Huawei takes Zimbabwe
At the official launch event, TelOne managing director Chipo Mtasa told local business leaders he hoped that they would “seriously consider” using the company’s new data centers instead of building their own, reports Techzim.
“As a specialized entity, not only are we guaranteeing the expertise but we will as also help you cut your connectivity costs by up to 35 percent.”
Infrastructure installed across both facilities is said to have cost TelOne $1.6 million, but the company hopes it will earn up to $2 million a month.
The launch is part of a $98 million network modernization project, the National Broadband (NBB) initiative, funded by a loan from China Export-Import Bank (ExIm). It will see TelOne shift its business model from landline provider to mobile, broadband and cloud services provider.
To date, TelOne has used $33m of the $98m loan from ExIm. As well as new cloud and colocation services, the company has introduced a pre-paid billing platform and has improved the country’s fiber networks: the Mutare-Harare-Bulawayo-Plumtree link now supports 100Gbps (improved from 10Gbps), Bulawayo-Victoria Falls delivers speeds of up to 1.2Gbps (from 622Mbps) and new cables now run between Bulawayo and Beitbridge.
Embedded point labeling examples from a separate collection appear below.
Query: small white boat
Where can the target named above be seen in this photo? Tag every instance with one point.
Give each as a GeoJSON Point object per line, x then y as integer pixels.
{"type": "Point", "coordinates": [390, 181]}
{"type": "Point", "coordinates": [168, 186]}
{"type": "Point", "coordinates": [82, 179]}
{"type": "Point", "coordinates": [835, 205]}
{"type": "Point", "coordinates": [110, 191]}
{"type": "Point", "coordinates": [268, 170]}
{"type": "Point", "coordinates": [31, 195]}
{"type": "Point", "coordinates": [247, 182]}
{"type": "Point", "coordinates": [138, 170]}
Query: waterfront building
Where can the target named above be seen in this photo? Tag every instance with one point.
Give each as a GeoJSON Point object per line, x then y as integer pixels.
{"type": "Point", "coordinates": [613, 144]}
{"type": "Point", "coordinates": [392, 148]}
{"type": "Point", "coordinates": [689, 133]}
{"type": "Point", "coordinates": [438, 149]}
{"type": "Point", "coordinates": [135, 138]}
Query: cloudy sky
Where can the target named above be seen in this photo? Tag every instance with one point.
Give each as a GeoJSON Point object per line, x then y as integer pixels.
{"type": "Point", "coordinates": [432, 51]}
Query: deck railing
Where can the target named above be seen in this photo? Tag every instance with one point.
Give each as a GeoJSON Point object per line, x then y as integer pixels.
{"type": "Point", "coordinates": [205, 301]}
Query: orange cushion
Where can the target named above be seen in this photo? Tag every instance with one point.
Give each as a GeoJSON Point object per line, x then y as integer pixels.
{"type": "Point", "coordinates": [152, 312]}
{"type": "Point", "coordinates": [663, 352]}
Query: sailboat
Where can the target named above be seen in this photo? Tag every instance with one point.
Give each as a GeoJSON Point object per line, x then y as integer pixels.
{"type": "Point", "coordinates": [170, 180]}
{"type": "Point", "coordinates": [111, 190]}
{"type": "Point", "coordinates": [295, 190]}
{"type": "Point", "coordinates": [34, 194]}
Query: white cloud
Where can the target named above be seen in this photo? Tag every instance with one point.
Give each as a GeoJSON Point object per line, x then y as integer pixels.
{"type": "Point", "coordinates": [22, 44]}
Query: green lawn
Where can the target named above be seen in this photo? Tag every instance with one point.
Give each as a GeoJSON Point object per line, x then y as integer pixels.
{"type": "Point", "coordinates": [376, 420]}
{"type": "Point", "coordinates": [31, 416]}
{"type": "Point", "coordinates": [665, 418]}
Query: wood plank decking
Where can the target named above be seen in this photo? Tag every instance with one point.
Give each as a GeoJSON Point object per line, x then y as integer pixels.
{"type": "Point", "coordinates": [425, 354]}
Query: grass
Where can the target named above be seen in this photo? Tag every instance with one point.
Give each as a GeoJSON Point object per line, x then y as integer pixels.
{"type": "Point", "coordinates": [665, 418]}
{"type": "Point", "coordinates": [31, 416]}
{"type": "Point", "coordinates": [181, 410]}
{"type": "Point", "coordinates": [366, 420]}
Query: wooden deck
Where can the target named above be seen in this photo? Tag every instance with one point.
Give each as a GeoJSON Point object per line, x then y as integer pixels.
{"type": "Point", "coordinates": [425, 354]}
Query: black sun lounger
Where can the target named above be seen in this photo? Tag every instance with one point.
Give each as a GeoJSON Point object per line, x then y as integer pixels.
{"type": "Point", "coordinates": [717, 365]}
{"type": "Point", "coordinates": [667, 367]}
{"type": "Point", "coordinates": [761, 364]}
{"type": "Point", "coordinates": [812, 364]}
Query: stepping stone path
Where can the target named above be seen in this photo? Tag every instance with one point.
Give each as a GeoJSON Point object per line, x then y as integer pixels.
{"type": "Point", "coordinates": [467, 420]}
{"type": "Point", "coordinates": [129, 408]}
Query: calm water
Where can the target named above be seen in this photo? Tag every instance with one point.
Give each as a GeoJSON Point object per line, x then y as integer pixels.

Zimbabwe’s ICT Minister Supa Mandiwanzira said “Zimbabwe has signed and agreed to see to it that the country has no less than 80 percent of the population connected to broadband by the year 2020.”
Huawei has been operating in Zimbabwe since 2002. Last year, Albert Yang, managing director of Huawei Zimbabwe told the Financial Gazette: “Huawei is dedicated to be a contributor of providing ICT access to people in Zimbabwe and to the whole continent of Africa, to bridge the digital divide by increasing network coverage and offering affordable devices.”